Weekend Reads is a weekly discussion on a variety of topics. At the end of the post, I’ll include what I plan to read on the weekend.
This weekend’s question:
Do you own books that you don’t like?
Last year Black Friday, the day after Thanksgiving, I bought a small bookcase. It’s about half the size of my main bookcase. Unlike my main bookcase, which has about five shelves, this small one has three shelves that are divided in two to create cubbies. When I got it, I filled four of the cubbies, double-stacked. Now it’s almost March and all six of the cubbies are filled. I’ve once again ran out out of room for my books. What to do?
I guess it’s time to unhaul some books, though I’m against doing so especially for books I bought. As I’ve said in another Weekend Reads post on unhaulings, it seems like a waste of money to me. It’s hard for me to unhaul a book unless I got it for free. It just makes me feel guilty. Plus, I’m very attached to my books. I hardly loan them to others or give them away. There have been quite a lot of inconsistencies in my life but my books have always been constant. It’s an anchor I can rely on to always be able to return to. They are always there. Also, I feel like I have shared and given away so much of the other parts of my life and possessions over the years that my books are the only things I can consider as truly my own. I guess that’s why I prefer owning a brand, new book to an old, used one. I’m selfish with them. I’m hooked on them. I refuse to let them go.
Even when I hate them.
There are some books on my shelves that I don’t like. Some I haven’t given much of a chance so I keep them to reread them when my mind is more open or when I’m in a great mood (I’m thinking of Wizard’s First Rule by Terry Goodkind here). Others I know I will never like and would never reread. Why do I keep them? I believe the main reason is because I bought them with hard-earned money and I do not want to squander what was spent by giving away a book I dislike (thinking of Talon by Julie Kagawa here). Still, there is the matter of the limited shelf space and though my room is fairly large, I prefer to store my books in a bookcase than on the floor. But I guess it’s time that I get over my hangup and start weeding out the books I dislike, the ones I know I will never reread, and the textbooks I know I will never glance at much less crack open again.

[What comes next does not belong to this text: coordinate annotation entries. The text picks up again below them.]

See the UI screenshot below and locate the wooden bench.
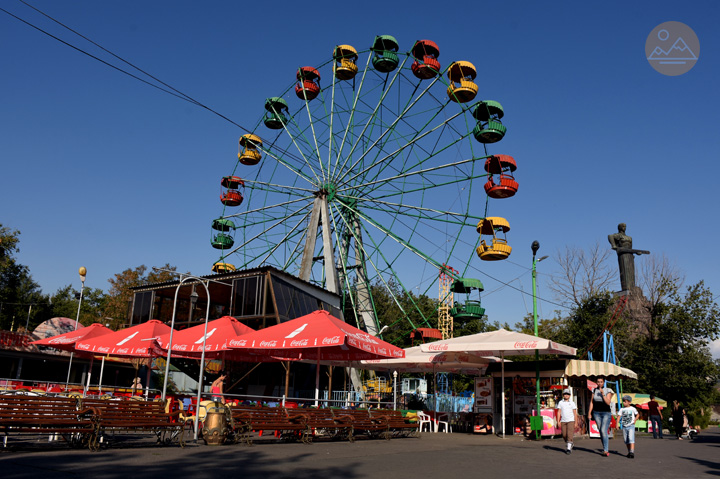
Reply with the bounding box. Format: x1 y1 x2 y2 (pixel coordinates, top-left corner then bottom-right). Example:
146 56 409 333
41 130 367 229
0 395 98 449
332 409 390 439
370 409 420 437
79 398 185 447
300 408 355 441
230 406 311 444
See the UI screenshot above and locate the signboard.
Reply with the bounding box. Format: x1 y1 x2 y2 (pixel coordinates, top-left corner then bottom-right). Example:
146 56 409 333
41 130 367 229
588 419 615 437
475 378 493 412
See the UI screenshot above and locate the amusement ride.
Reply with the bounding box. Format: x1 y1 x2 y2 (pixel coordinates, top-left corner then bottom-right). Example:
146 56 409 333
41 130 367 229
211 35 518 344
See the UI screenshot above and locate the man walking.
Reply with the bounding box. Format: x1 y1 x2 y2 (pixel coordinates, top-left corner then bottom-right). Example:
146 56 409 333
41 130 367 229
588 376 615 457
648 394 663 439
555 389 577 454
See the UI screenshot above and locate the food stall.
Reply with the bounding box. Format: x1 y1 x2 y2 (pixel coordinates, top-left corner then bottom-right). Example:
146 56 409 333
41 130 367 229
484 359 637 437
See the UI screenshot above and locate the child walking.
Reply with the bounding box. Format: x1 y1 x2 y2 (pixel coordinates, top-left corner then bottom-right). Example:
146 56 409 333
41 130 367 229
619 396 638 459
555 389 577 454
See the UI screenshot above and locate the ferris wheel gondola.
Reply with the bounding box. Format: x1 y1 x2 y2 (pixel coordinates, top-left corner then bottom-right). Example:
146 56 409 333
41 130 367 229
214 35 510 340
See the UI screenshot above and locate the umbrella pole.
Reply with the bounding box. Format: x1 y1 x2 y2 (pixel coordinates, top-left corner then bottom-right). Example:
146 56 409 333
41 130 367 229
98 356 105 394
83 355 95 397
132 359 140 396
500 352 506 439
285 361 290 397
145 357 152 399
315 348 320 407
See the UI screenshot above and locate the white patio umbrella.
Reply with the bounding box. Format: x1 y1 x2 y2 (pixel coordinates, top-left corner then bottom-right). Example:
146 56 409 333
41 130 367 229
358 346 500 374
420 329 577 437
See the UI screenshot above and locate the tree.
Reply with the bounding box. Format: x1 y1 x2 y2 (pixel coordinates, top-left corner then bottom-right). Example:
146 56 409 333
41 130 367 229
550 243 617 306
370 279 438 348
626 281 720 407
105 264 177 325
43 285 107 326
0 224 43 330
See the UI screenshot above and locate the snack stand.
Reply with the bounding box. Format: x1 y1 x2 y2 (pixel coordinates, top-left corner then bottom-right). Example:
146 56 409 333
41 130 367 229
487 359 607 437
473 377 493 434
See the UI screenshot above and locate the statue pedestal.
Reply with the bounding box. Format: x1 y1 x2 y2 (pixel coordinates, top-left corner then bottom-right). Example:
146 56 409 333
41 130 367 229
615 286 652 337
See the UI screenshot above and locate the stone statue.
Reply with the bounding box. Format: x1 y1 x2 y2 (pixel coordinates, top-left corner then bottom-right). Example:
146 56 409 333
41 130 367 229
608 223 650 291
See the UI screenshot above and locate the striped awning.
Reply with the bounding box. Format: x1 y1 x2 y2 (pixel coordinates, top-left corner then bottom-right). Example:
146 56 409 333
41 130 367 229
565 359 637 379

It’s time to let go, I guess.
What I’m reading this weekend:
I found myself in between books a few days ago and could not decide on what to read next. I was stumped as I stared at my bookshelf on Wednesday trying to quickly choose a book so I could catch my bus, which was due to arrive in 10 minutes. I grabbed the ARC of The Last Days of Magic by Mark Tompkins because the book is scheduled to be published on March 1. I’m only a few pages in so far and the story is still being set up but there is a lot of background information and facts that sometimes pull me out of the story. However, I am curious so I keep reading.

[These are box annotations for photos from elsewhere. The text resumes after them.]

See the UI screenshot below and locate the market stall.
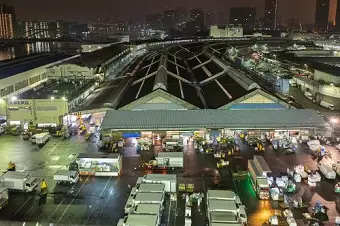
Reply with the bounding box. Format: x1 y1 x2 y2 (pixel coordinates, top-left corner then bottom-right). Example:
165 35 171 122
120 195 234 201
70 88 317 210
76 153 122 176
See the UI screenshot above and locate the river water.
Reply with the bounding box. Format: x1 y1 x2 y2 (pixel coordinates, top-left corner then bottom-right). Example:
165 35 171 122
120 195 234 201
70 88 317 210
0 42 81 61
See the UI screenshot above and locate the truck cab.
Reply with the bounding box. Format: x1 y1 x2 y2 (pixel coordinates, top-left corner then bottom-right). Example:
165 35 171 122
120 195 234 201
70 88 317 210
304 91 315 102
25 177 38 192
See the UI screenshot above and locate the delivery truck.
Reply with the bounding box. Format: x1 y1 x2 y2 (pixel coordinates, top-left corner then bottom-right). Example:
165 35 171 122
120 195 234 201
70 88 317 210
143 174 177 193
117 213 161 226
0 187 9 209
318 163 336 179
30 133 50 146
248 156 271 199
124 192 165 213
304 91 315 102
53 170 79 184
146 152 183 169
0 171 38 192
332 162 340 176
320 100 335 111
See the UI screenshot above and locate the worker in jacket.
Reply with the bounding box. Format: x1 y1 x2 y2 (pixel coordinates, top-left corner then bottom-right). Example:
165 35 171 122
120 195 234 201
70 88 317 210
40 179 47 195
8 161 15 171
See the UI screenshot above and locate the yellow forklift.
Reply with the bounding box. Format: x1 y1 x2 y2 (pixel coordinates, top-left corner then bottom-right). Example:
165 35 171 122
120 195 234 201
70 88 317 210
79 124 87 135
254 142 265 152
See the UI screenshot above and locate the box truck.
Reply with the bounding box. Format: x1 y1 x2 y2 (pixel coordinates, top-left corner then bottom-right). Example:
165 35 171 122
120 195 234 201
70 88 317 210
145 152 183 169
0 171 38 192
320 100 335 111
248 156 271 199
53 170 79 184
332 162 340 176
30 133 50 146
143 174 177 193
318 163 336 179
0 187 9 209
303 91 315 102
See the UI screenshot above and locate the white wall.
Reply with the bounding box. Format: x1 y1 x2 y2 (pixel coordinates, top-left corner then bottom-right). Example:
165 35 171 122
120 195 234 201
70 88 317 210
0 56 74 98
5 99 68 125
47 64 94 81
81 43 113 53
314 70 340 84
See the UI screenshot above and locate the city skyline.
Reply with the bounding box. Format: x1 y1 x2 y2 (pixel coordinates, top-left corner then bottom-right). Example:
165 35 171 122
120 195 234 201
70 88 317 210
2 0 322 23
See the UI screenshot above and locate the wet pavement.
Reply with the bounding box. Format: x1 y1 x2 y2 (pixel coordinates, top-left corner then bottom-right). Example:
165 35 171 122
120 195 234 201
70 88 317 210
0 136 138 225
0 133 340 226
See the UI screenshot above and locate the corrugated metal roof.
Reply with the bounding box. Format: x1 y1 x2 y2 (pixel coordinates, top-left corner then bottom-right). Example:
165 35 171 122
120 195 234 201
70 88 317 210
102 109 329 130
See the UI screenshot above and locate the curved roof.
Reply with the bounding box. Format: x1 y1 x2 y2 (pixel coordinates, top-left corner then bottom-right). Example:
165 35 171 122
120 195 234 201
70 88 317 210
102 109 329 130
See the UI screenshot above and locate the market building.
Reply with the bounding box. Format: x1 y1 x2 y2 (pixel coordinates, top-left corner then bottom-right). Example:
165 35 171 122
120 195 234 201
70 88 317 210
101 109 331 144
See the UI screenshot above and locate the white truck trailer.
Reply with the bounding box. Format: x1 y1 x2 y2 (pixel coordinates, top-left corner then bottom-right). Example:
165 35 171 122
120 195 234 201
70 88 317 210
0 187 9 209
143 174 177 193
318 163 336 179
320 100 335 111
125 192 165 213
0 171 38 192
117 214 160 226
332 163 340 176
133 203 163 215
248 156 271 199
30 133 50 146
156 152 183 168
53 170 79 184
207 190 237 201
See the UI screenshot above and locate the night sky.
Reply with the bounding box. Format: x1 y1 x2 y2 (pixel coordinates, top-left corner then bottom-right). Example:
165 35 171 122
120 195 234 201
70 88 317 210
0 0 335 23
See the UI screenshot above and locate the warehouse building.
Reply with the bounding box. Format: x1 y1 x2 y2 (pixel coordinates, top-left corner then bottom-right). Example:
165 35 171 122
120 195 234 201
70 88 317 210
0 54 73 98
47 44 131 82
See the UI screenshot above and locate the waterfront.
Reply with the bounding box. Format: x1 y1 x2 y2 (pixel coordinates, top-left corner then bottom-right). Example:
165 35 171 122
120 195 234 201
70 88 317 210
0 42 81 61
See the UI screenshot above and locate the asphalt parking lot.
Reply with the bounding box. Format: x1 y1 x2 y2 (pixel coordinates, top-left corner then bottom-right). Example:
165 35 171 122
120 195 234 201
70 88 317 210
0 136 138 225
0 133 340 226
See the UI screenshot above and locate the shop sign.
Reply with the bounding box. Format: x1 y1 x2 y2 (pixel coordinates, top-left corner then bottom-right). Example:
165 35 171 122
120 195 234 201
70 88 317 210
194 131 201 137
123 132 141 138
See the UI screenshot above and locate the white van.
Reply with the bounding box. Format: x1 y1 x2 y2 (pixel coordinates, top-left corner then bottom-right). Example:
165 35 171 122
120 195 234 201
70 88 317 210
318 163 336 179
320 100 335 111
289 79 297 87
304 91 315 102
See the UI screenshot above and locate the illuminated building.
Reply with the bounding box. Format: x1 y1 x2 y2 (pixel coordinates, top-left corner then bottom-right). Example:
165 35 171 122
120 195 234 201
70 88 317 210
190 9 205 30
163 9 175 31
229 7 256 31
0 5 15 39
264 0 278 30
315 0 329 32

The next day, I picked up Soledad by Angie Cruz on my way out the door. I don’t borrow books from others but my co-worker insisted that I read it. She said I would like it and she was right. I’ve only read a few pages, but Cruz hooked me to her story from the first sentence. I’m still trying to puzzle out how. I guess it’s because I can relate to the protagonist. The first sentence sums up how I feel most times.

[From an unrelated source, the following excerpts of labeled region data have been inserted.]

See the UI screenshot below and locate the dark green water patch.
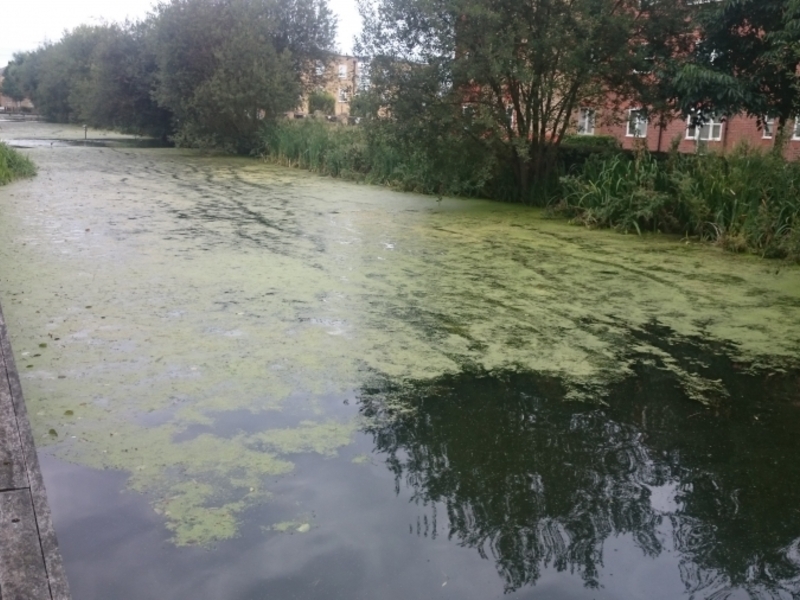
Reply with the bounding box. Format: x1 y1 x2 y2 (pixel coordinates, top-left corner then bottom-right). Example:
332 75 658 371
360 344 800 599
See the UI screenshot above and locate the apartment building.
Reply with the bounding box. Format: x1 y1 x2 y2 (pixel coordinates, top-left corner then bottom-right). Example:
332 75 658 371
576 107 800 160
294 55 369 121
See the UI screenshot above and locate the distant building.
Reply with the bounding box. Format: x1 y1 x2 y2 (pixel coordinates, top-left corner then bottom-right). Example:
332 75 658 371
575 106 800 160
293 55 369 121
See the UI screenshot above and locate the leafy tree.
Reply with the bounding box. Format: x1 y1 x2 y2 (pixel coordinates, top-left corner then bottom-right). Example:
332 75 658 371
70 23 172 138
0 52 28 102
152 0 335 152
358 0 691 199
676 0 800 137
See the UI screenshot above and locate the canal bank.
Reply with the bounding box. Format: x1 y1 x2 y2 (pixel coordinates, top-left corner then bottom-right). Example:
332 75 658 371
0 123 800 600
0 300 70 600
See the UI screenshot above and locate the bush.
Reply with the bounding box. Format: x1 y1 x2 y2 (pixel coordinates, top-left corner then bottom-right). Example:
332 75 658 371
553 146 800 260
561 134 622 150
262 119 493 196
0 142 36 185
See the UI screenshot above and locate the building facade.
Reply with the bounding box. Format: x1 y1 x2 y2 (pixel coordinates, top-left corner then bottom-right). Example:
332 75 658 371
576 107 800 160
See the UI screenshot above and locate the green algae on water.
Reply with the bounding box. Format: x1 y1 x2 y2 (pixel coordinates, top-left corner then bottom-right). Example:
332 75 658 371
0 124 800 544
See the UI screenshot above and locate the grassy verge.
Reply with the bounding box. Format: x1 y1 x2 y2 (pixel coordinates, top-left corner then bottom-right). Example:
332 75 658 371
553 146 800 261
263 119 800 261
0 142 36 185
263 119 500 197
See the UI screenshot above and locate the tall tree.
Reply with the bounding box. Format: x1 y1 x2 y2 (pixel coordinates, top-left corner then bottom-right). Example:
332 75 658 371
359 0 691 198
676 0 800 135
152 0 335 152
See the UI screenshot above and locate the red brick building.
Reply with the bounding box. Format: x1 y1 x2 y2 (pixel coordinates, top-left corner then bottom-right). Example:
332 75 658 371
577 109 800 160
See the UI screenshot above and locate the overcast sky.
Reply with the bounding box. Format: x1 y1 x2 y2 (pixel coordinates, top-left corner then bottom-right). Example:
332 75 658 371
0 0 361 67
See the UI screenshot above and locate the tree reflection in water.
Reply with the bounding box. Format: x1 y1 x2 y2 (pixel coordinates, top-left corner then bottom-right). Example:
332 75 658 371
361 338 800 600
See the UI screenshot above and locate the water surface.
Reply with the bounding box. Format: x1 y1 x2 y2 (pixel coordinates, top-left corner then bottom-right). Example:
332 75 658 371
0 123 800 600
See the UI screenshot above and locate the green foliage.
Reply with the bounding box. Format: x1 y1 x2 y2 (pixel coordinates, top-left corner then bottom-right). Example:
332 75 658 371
153 0 334 153
308 91 336 115
675 0 800 127
3 0 335 152
263 119 493 196
554 146 800 260
0 142 36 185
561 134 622 150
357 0 691 201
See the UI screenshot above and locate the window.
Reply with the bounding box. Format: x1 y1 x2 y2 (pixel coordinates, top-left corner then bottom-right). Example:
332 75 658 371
578 108 594 135
761 117 775 140
356 61 370 91
686 117 722 142
625 109 647 137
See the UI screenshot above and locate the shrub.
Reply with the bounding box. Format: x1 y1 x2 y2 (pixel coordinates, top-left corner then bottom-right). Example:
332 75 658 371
553 146 800 260
561 134 622 150
0 142 36 185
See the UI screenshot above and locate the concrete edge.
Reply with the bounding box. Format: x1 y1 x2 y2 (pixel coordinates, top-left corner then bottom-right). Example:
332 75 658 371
0 305 72 600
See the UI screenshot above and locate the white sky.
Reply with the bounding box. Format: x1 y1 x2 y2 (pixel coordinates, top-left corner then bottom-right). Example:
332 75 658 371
0 0 361 68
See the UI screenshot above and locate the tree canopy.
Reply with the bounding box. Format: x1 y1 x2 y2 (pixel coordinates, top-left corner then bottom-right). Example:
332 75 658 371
3 0 336 152
360 0 692 196
676 0 800 127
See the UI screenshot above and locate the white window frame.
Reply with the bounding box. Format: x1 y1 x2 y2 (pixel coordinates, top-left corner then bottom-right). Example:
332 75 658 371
356 61 370 91
686 117 725 142
625 108 648 139
578 108 597 135
761 117 775 140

I was satisfied reading just these two books but a novel I had on hold on Overdrive was available so I downloaded it — ‘Salem’s Lot by Stephen King. I borrowed ‘Salem’s Lot assuming it will be like Carrie, which is the only Stephen King book I’ve read thus far, however, the essay by King in the 2008 edition of ‘Salem’s Lot hints that the story will scare the shit outta me so now I’m scared to read it.